|
Recent progress in text-to-video generation has achieved remarkable realism, yet fine-grained control over
camera motion and orientation remains elusive. Existing approaches typically encode camera trajectories
through relative or ambiguous representations, limiting explicit geometric control. We introduce
GimbalDiffusion, a framework that enables camera control grounded in physical-world coordinates, using
gravity as a global reference. Instead of describing motion relative to previous frames, our method defines
camera trajectories in an absolute coordinate system, allowing precise and interpretable control over camera
parameters without requiring an initial reference frame. We leverage panoramic 360-degree videos to construct
a wide variety of camera trajectories, well beyond the predominantly straight, forward-facing trajectories
seen in conventional video data.
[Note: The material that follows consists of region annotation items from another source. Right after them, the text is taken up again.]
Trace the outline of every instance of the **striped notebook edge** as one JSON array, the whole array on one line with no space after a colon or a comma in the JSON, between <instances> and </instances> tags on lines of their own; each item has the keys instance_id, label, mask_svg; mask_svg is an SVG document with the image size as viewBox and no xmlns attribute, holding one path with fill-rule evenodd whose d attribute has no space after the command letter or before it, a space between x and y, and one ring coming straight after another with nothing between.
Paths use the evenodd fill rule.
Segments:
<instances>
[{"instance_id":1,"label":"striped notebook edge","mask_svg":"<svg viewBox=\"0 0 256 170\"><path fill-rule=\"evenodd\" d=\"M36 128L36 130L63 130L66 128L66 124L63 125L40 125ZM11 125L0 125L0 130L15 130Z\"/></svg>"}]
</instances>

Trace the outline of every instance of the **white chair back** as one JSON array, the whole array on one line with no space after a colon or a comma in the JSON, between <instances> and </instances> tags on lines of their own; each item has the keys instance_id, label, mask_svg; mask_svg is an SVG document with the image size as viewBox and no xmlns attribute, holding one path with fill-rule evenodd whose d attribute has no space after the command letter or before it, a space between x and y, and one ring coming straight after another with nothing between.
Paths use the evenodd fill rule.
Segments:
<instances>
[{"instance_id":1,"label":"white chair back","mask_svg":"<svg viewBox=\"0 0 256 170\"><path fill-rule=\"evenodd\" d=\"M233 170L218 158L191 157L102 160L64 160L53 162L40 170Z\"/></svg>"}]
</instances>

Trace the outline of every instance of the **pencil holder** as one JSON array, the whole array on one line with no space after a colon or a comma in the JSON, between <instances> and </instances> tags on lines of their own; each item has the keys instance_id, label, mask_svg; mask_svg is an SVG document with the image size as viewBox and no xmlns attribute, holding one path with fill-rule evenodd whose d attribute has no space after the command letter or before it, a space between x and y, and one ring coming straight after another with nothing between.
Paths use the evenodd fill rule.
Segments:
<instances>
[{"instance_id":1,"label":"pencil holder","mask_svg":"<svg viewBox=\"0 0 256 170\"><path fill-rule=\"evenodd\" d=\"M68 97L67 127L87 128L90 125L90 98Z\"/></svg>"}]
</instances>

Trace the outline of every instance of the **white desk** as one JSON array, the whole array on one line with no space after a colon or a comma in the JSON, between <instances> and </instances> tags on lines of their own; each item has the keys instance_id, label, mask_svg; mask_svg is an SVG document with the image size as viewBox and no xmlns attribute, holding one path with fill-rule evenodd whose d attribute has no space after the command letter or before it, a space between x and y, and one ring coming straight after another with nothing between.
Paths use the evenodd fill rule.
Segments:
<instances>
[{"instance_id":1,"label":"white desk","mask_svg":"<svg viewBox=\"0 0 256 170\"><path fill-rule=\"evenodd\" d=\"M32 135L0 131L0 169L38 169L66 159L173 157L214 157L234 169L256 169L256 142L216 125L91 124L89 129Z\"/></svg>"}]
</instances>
To further enhance camera guidance, we introduce null-pitch conditioning,
an annotation strategy that reduces the model's reliance on text content when conflicting with camera
specifications (e.g., generating grass while the camera points towards the sky). Finally, we establish
a benchmark for camera-aware video generation by rebalancing SpatialVID-HQ for comprehensive evaluation
under wide camera pitch variation. Together, these contributions advance the controllability and robustness
of text-to-video models, enabling precise, gravity-aligned camera manipulation within generative frameworks.
|